AT&T's stock fell 4% in premarket trading Tuesday after the telecoms behemoth cut its dividend payout to $1.11 per share from $2.08.

The dividend drop, according to the firm, reflects the distribution of WarnerMedia to AT&T stockholders.

Today, AT&T's board of directors approved separating WarnerMedia from the company and merging it with the rest of the media division with Discovery.AT&T to spin off WarnerMedia in $43 billion Discovery merger, cuts dividend  | Reuters

AT&T will receive $43 billion in cash and other considerations as part of the agreement, while AT&T shareholders will acquire approximately 71% of the new firm, Warner Bros Discovery, in shares. For each AT&T share they own, they will receive 0.24 WBD shares.

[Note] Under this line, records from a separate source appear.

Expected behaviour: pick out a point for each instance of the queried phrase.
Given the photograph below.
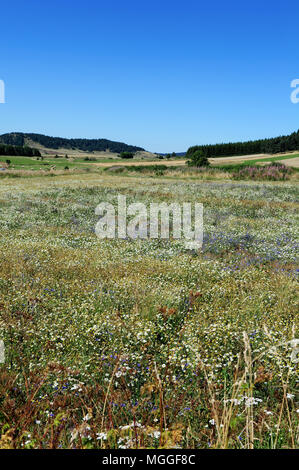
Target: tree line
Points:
(86, 145)
(275, 145)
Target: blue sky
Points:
(162, 75)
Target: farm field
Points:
(95, 161)
(144, 344)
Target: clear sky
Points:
(162, 75)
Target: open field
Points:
(125, 344)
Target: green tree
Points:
(198, 158)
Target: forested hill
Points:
(86, 145)
(280, 144)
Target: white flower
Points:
(101, 435)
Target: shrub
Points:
(198, 158)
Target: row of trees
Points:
(86, 145)
(275, 145)
(18, 150)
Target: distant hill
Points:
(85, 145)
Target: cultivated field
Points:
(144, 344)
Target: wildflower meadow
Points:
(129, 344)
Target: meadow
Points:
(142, 343)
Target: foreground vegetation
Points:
(129, 344)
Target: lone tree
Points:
(126, 155)
(198, 158)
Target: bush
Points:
(273, 172)
(198, 158)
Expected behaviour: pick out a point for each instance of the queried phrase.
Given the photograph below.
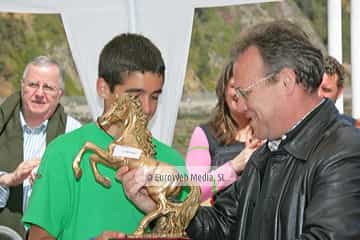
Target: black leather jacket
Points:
(308, 189)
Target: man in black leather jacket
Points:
(304, 183)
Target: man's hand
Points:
(251, 144)
(134, 186)
(106, 235)
(22, 172)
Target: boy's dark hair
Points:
(332, 66)
(127, 53)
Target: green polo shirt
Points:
(71, 209)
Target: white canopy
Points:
(89, 24)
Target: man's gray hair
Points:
(44, 61)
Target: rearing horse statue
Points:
(133, 147)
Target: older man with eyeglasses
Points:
(304, 183)
(29, 120)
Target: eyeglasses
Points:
(33, 86)
(244, 93)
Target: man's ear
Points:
(102, 88)
(340, 91)
(288, 78)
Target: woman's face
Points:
(236, 105)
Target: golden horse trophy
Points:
(172, 218)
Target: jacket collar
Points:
(299, 141)
(307, 133)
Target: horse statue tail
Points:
(178, 220)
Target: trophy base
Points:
(151, 238)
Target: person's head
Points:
(332, 85)
(228, 114)
(42, 86)
(132, 64)
(277, 72)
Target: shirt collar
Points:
(273, 145)
(36, 130)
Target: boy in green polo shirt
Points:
(60, 206)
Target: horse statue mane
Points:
(133, 147)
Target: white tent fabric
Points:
(89, 24)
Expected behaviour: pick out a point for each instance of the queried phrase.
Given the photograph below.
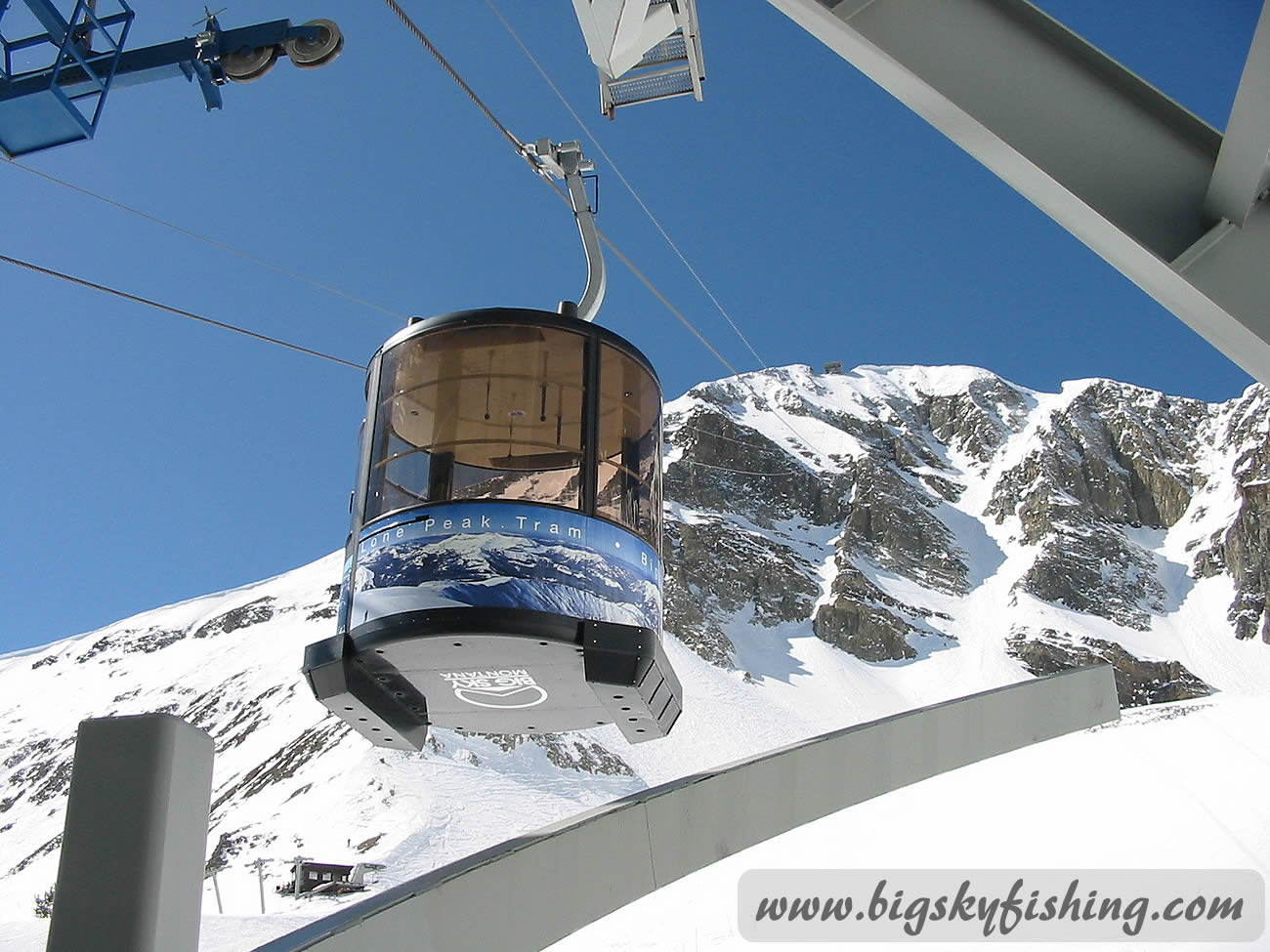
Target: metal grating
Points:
(639, 89)
(669, 50)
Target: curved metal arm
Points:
(566, 161)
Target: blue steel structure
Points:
(54, 83)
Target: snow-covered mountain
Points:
(838, 547)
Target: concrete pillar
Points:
(131, 870)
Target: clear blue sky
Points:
(151, 460)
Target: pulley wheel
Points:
(249, 64)
(312, 54)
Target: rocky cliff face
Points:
(1076, 500)
(837, 547)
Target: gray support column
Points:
(131, 870)
(528, 892)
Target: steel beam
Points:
(1106, 155)
(1243, 170)
(531, 891)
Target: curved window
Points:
(479, 413)
(629, 485)
(502, 411)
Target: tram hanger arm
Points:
(566, 161)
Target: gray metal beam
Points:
(1243, 170)
(1106, 155)
(531, 891)
(130, 877)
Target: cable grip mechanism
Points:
(564, 160)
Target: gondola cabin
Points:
(503, 574)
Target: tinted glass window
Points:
(479, 413)
(629, 489)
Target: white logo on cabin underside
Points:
(507, 688)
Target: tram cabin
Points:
(503, 574)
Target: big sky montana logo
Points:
(507, 688)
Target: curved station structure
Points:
(503, 574)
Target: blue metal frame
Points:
(36, 112)
(39, 108)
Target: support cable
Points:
(177, 311)
(453, 74)
(214, 242)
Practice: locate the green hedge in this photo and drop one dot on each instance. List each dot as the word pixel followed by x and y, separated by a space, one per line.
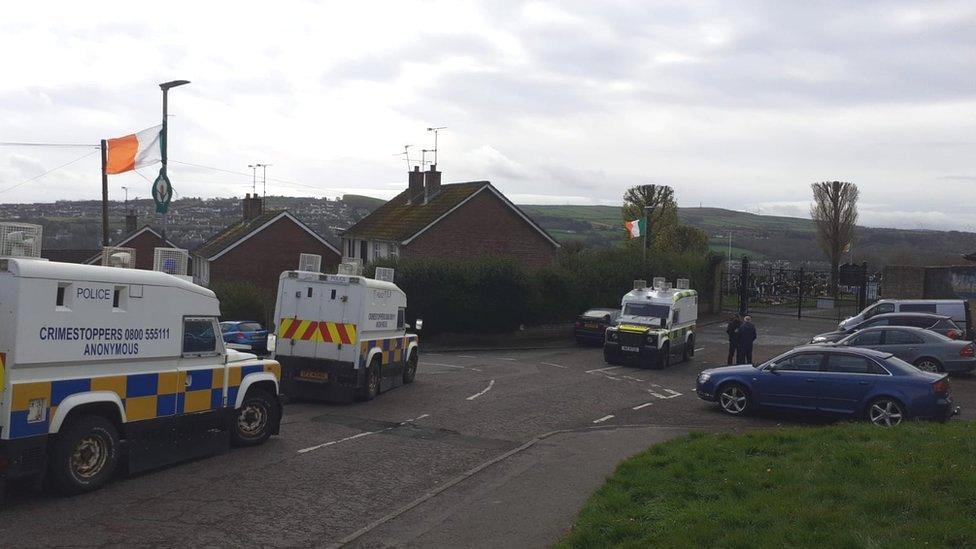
pixel 498 295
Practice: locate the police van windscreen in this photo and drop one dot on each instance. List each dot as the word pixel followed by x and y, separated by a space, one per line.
pixel 647 309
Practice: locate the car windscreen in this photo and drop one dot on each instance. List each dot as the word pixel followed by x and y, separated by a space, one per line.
pixel 647 309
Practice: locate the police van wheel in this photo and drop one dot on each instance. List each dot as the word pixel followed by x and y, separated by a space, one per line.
pixel 84 455
pixel 410 369
pixel 689 350
pixel 372 386
pixel 664 357
pixel 253 421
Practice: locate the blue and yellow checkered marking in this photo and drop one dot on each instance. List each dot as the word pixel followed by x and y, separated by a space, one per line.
pixel 393 350
pixel 144 396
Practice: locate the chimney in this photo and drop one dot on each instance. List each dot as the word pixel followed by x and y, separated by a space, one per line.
pixel 252 206
pixel 433 183
pixel 415 186
pixel 130 222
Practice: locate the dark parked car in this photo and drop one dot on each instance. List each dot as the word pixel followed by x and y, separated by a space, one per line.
pixel 591 326
pixel 927 350
pixel 245 335
pixel 937 323
pixel 845 381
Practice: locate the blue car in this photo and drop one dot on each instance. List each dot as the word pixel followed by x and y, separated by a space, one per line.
pixel 245 335
pixel 836 381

WBD will be owned by Discovery shareholders to the tune of around 29%.

AT&T intends to use some of the earnings to pay down its debt, which totaled more than $156 billion at the end of December. AT&T forecasts its net debt to shrink to 2.5 times adjusted EBITDA by the end of 2023, down from 3.2x presently.

WBD will be up against Netflix and Disney+ at a time when subscriber numbers are dwindling and content expenditures are rising. HBO Max, owned by WarnerMedia, rose quicker in the fourth quarter, with 74 million customers at the end of the year.